The kinetics of assembly of the high-affinity interleukin-2 receptor (IL-2R)alpha/beta/gamma were investigated by studying intracellular and surface expression of IL-2Ralpha, beta and gamma by T cells, monocytes and natural killer (NK) cells. IL-2Ralpha and IL-2Rgamma were expressed by small numbers of resting T cells. These numbers increased following stimulation, to maximal expression at 48 h and 72 h, respectively. This observation was consistent with de novo synthesis of the receptor protein in response to the stimulus. The proportion of T cells producing IL-2Rbeta was smaller and up-regulated later than the proportion of cells producing IL-2Ralpha or IL-2Rgamma. IL-2Rbeta may therefore slow the assembly of the high-affinity IL-2R on T cells. A small number of resting NK cells expressed IL-2Ralpha, both on the cell surface and intracellularly, but this increased over 72 h on stimulated NK cells. IL-2Rbeta was constitutively expressed, both on the cell surface and intracellularly, by monocytes and NK cells. An increased proportion of NK cells and monocytes produced IL-2Rbeta, 24 h and 4 h post-stimulation, respectively. Maximal or plateau expression occurred at 72 h and 24 h post-stimulation, for NK cells and monocytes, respectively. The early up-regulation of intracellular IL-2Rbeta for monocytes may facilitate the up-regulation of surface IL-2Rbeta, and early assembly of the high-affinity IL-2R, accelerating monocyte activation and function. High constitutive intracellular IL-2Rgamma expression (> 80%) in all types of leucocyte investigated, decreased over the 72 h following stimulation with a concurrent increase in surface expression. IL-2Rgamma was expressed by increased proportions of T cells, monocytes and NK cells, 4 h following stimulation. The intracellular storage of IL-2Rgamma may accelerate translocation to the cell surface after stimulation. The early translocation of IL-2Rgamma may reflect its usage as a signal transduction molecule by other cytokine receptors - IL-4, IL-7, IL-9 and IL-15. This study delineated the potential expression of the high-affinity IL-2Ralpha/beta/gamma on various stimulated leucocytes. The differential kinetics of assembly of the high-affinity IL-2Ralpha/beta/gamma on different leucocyte subsets suggests that IL-2 may regulate the inflammatory cellular responses in a sequential manner, paralleling the timed expression of IL-2Ralpha/beta/gamma on the monocytes, NK cells and T cells.

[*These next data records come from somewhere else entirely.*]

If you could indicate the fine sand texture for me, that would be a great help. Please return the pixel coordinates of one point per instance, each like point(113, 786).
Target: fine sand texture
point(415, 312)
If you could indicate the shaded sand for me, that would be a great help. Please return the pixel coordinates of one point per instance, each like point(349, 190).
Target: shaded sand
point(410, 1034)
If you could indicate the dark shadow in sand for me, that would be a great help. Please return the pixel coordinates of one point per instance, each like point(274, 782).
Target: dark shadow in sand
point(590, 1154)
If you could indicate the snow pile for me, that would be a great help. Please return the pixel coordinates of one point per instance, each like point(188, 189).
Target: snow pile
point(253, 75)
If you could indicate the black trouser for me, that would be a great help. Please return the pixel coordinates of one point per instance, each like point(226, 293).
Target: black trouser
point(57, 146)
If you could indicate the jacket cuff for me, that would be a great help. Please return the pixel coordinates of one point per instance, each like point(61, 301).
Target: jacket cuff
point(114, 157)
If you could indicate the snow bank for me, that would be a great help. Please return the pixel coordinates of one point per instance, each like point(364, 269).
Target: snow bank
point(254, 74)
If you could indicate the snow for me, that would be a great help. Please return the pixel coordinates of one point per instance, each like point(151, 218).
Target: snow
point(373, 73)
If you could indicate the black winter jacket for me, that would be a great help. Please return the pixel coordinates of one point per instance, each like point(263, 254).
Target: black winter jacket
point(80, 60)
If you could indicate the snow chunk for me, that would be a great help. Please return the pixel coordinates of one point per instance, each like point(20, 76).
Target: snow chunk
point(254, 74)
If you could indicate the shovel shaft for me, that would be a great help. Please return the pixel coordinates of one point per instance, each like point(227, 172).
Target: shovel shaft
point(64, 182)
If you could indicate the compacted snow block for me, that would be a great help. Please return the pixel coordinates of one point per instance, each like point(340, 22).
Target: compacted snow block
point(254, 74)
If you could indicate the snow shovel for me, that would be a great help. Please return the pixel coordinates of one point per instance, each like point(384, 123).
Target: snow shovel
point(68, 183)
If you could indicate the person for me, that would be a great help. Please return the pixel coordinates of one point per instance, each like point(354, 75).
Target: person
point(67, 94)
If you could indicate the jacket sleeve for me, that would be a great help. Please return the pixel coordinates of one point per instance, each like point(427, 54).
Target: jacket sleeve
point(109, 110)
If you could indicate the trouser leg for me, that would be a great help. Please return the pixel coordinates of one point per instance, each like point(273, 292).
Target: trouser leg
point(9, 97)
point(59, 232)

机译:通过研究T细胞,单核细胞和自然杀伤分子(NK)在细胞内和表面表达IL-2Ralpha,β和γ来研究高亲和性白介素2受体(IL-2R)α/β/γ的组装动力学。细胞。 IL-2Ralpha和IL-2Rgamma由少量静止的T细胞表达。这些数目在刺激后增加,分别在48小时和72小时达到最大表达。该观察结果与响应刺激而从头合成受体蛋白一致。产生IL-2Rbeta的T细胞比例比产生IL-2Ralpha或IL-2Rgamma的细胞比例更小,上调时间更晚。因此,IL-2Rbeta可能会减慢高亲和力IL-2R在T细胞上的装配。少数静止的NK细胞在细胞表面和细胞内均表达IL-2Ralpha,但在受刺激的NK细胞上增加了72小时。 IL-2Rβ通过单核细胞和NK细胞在细胞表面和细胞内组成性表达。分别在刺激后24小时和4小时,增加比例的NK细胞和单核细胞产生IL-2Rbeta。 NK细胞和单核细胞分别在刺激后72 h和24 h达到最大或平台表达。早期细胞内IL-2Rbeta对单核细胞的上调可能促进表面IL-2Rbeta的上调,并促进高亲和力IL-2R的早期装配,从而加速单核细胞的激活和功能。在所研究的所有白细胞中,高组成型细胞内IL-2Rγ表达(> 80%)在刺激后72小时内下降,同时表面表达同时增加。刺激后4小时,T细胞,单核细胞和NK细胞的比例增加,从而表达IL-2Rγ。 IL-2Rγ的细胞内储存可能会刺激后加速向细胞表面的转运。 IL-2Rγ的早期易位可能反映出它被其他细胞因子受体-IL-4,IL-7,IL-9和IL-15用作信号转导分子。这项研究描述了高亲和力IL-2Ralpha / beta / gamma在各种刺激的白细胞上的潜在表达。高亲和力IL-2Ralpha / beta / gamma在不同白细胞亚群上组装的动力学差异表明,IL-2可能以顺序方式调节炎症细胞反应,与IL-2Ralpha / beta / gamma的定时表达平行单核细胞,NK细胞和T细胞。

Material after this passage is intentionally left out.